El conocimiento ya es casi para quienes nos enseñan y gobiernan lo mismo que “la información”; algo transmisible, algo que existe fuera de quien aprende (y dentro de quien enseña o donde quien enseña dice), algo “objetivo”, fragmentable (en materias, áreas de conocimiento, asignaturas, créditos, etc.) que, como cualquier mercancía, se puede adquirir; algo a lo que se puede acceder, algo acumulable, acreditable, renovable, actualizable, y algo que debe, por encima de todo, ser “util y práctico”. Nos dicen que lo mejor es partir de los conocimientos de los que es portador el propio alumno, de sus inquietudes, intereses y experiencias pues todo ello hará, nos dicen, sin duda su “interés” más alto y “nuestra empresa” más fácil y exitosa. Así, la retórica de la “enseñanza individualizada”, del “respeto a la diversidad” se combina sin ningún problema y sin ninguna contradicción lógica o moral con la elaboración de diseños curriculares, itinerarios reflexivos, centros de interés, proyectos docentes, etc., aprobados al margen (sin la más mínima atención, sin el más mínimo re-conocimiento) de quienes deberán someterse a ellos.

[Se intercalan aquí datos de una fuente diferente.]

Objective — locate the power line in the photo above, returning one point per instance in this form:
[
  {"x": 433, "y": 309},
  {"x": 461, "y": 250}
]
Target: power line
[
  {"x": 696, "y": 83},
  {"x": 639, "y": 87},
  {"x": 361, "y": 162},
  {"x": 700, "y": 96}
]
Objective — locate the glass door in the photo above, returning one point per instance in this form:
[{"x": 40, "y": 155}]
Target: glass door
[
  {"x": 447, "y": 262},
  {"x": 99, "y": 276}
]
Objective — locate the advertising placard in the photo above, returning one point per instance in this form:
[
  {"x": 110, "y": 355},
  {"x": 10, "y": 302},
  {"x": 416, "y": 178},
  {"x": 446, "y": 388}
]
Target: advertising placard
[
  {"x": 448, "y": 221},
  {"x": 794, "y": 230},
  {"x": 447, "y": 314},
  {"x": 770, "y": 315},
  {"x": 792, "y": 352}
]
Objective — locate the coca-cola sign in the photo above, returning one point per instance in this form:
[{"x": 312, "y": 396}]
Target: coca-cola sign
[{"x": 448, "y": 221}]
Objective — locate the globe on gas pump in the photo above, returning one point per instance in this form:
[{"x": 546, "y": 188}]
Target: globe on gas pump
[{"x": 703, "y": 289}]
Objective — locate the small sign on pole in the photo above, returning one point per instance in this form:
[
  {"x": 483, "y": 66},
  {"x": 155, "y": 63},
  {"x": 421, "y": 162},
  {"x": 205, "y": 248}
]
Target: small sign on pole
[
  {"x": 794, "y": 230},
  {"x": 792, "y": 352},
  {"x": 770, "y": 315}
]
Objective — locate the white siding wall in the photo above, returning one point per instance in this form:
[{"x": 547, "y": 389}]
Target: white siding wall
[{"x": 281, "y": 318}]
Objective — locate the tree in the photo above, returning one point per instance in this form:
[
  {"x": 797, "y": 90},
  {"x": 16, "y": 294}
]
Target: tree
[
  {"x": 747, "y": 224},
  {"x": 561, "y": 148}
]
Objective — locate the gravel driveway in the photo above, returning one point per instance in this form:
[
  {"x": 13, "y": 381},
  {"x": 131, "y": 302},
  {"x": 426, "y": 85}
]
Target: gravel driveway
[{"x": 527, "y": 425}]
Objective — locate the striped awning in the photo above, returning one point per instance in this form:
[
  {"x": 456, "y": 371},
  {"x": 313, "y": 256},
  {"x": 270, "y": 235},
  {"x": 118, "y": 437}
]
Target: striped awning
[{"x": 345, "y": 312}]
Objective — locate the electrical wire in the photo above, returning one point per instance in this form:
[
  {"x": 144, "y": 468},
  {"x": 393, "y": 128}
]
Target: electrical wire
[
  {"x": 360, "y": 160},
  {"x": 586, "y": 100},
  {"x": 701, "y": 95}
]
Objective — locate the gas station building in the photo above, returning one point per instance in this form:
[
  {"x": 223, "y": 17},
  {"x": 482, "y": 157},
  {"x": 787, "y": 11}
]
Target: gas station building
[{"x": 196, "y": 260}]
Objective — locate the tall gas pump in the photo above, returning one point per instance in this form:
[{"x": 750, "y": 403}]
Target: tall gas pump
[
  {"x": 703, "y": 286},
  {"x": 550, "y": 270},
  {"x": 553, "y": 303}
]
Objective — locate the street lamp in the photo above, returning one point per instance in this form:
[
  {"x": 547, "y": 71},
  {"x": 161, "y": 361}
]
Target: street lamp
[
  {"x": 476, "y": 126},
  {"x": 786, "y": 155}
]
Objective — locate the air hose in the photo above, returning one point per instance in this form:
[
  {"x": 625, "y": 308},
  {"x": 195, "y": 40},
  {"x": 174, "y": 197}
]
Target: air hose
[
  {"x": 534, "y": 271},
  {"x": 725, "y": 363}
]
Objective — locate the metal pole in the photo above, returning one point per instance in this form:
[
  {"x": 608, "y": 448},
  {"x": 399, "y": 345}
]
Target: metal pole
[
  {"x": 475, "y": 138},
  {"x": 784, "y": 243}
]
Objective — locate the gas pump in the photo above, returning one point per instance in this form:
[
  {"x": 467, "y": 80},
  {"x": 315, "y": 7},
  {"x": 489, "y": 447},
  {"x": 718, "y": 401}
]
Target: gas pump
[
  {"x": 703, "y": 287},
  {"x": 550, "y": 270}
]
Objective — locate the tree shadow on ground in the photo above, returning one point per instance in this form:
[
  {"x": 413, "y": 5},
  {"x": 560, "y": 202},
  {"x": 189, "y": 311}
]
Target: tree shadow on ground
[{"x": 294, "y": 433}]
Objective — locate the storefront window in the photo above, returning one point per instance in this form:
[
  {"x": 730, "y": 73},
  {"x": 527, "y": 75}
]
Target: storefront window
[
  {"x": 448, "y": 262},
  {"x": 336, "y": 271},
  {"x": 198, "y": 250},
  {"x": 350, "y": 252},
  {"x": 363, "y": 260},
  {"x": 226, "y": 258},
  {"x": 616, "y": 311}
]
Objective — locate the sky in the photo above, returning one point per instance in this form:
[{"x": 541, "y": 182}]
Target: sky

Cada día, con más precisión, la Administración educativa, con la bendición de los expertos de turno, define anticipadamente los tiempos y las modalidades de trabajo (presencia en el aula, búsqueda de información, trabajo “cooperativo”, trabajo “autónomo”, etc.) que el alumno deberá realizar y acreditar para alcanzar los objetivos propuestos sea en la vertiente“instrumental”, sea en la “expresiva”. Invocando una veces el “derecho a la información de los alumnos” y otras “la publicidad” y/o “transparencia” se exige del docente que, antes de encontrarse con sus alumnos (en rigor: al margen de ellos) elabore su proyecto docente según las directrices y normativa que para ello ha establecido el organismo nacional, estatal o internacional de turno.

La moralidad, la responsabilidad, aquel atributo existencial y consubstancial a los miembros de nuestra especie, anclado en la experiencia de que no estamos solos, de que el otro cuenta y de que es con el otro con quien fraguaremos el sentido de lo que somos y de lo que pasa (nos pasa) queda así, un día sí y otro también, ninguneada y sustituida en el interior de nuestra discursividad pedagógica por un aluvión de requisitos burocráticos en los que el encuentro, el intercambio, la sorpresa, la donación y la gratuidad están ya literalmente fuera de lugar. En su lugar, imposibilitándolo, nuevas “responsabilidades” deducidas de no se sabe muy bien qué retos burocráticos, dictadas desde la Administración (Bolonia, el Ministerio, el Rector, el decano, el Jefe de Departamento, el Consejo de estudios, el Coordinador de la materia, o mejor aún, las nuevas Titulaciones, Grados, Masters y Postmasters, etc) y formateadas por la correspondiente comisión de expertos y analistas van pautando nuestro quehacer desde unas racionalidades, en verdad tan frígidas como inhumanas, tan estériles como humillantes y totalitarias.